Spotting malignancies from gastric endoscopic images using deep learning.

BACKGROUND: Gastric cancer is a common kind of malignancies, with yearly occurrences exceeding one million worldwide in 2017. Typically, ulcerous and cancerous tissues develop abnormal morphologies through courses of progression. Endoscopy is a routinely adopted means for examination of gastrointestinal tract for malignancy. Early and timely detection of malignancy closely correlate with good prognosis. Repeated presentation of similar frames from gastrointestinal tract endoscopy often weakens attention for practitioners to result in true patients missed out to incur higher medical cost and unnecessary morbidity. Highly needed is an automatic means for spotting visual abnormality and prompts for attention for medical staff for more thorough examination.
METHODS: We conduct classification of benign ulcer and cancer for gastrointestinal endoscopic color images using deep neural network and transfer-learning approach.
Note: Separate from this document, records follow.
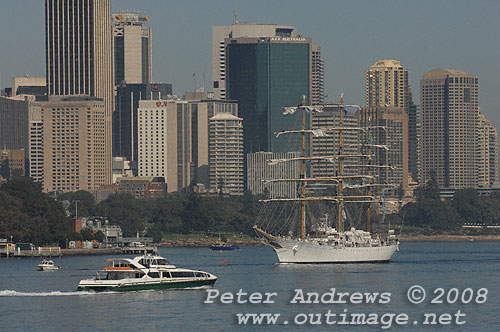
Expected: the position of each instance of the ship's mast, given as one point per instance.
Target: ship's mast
(368, 217)
(303, 171)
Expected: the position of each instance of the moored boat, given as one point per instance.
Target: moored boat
(219, 245)
(144, 273)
Using clinical data gathered from Gil Hospital, we built a dataset comprised of 200 normal, 367 cancer, and 220 ulcer cases, and applied the inception, ResNet, and VGGNet models pretrained on ImageNet. Three classes were defined-normal, benign ulcer, and cancer, and three separate binary classifiers were built-those for normal vs cancer, normal vs ulcer, and cancer vs ulcer for the corresponding classification tasks. For each task, considering inherent randomness entailed in the deep learning process, we performed data partitioning and model building experiments 100 times and averaged the performance values.
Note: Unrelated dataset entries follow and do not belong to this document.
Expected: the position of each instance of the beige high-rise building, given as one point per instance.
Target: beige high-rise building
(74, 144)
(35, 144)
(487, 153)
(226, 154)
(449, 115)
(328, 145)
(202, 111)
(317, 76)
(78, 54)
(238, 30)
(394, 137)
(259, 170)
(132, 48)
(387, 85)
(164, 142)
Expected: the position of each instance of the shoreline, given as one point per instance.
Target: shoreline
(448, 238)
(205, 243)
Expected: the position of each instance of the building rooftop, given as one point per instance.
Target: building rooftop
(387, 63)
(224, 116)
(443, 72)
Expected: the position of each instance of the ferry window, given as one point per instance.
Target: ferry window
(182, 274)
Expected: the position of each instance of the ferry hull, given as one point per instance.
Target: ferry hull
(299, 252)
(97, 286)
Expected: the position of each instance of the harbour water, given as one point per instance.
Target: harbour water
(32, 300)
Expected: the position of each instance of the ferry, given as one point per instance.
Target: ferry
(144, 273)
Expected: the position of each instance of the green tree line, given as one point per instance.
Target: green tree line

RESULTS: Areas under curves of respective receiver operating characteristics were 0.95, 0.97, and 0.85 for the three classifiers. The ResNet showed the highest level of performance. The cases involving normal, i.e., normal vs ulcer and normal vs cancer resulted in accuracies above 90%. The case of ulcer vs cancer classification resulted in a lower accuracy of 77.1%, possibly due to smaller difference in appearance than those cases involving normal.
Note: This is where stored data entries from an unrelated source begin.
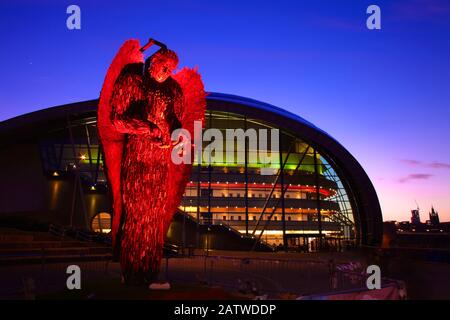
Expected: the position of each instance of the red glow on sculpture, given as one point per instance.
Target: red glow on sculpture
(140, 105)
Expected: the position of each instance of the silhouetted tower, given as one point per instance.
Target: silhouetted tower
(434, 217)
(415, 216)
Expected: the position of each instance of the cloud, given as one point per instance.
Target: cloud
(432, 165)
(411, 162)
(415, 176)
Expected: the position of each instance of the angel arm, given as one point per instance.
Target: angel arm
(127, 107)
CONCLUSIONS: The overall level of performance of the proposed method was very promising to encourage applications in clinical environments. Automatic classification using deep learning technique as proposed can be used to complement manual inspection efforts for practitioners to minimize dangers of missed out positives resulting from repetitive sequence of endoscopic frames and weakening attentions.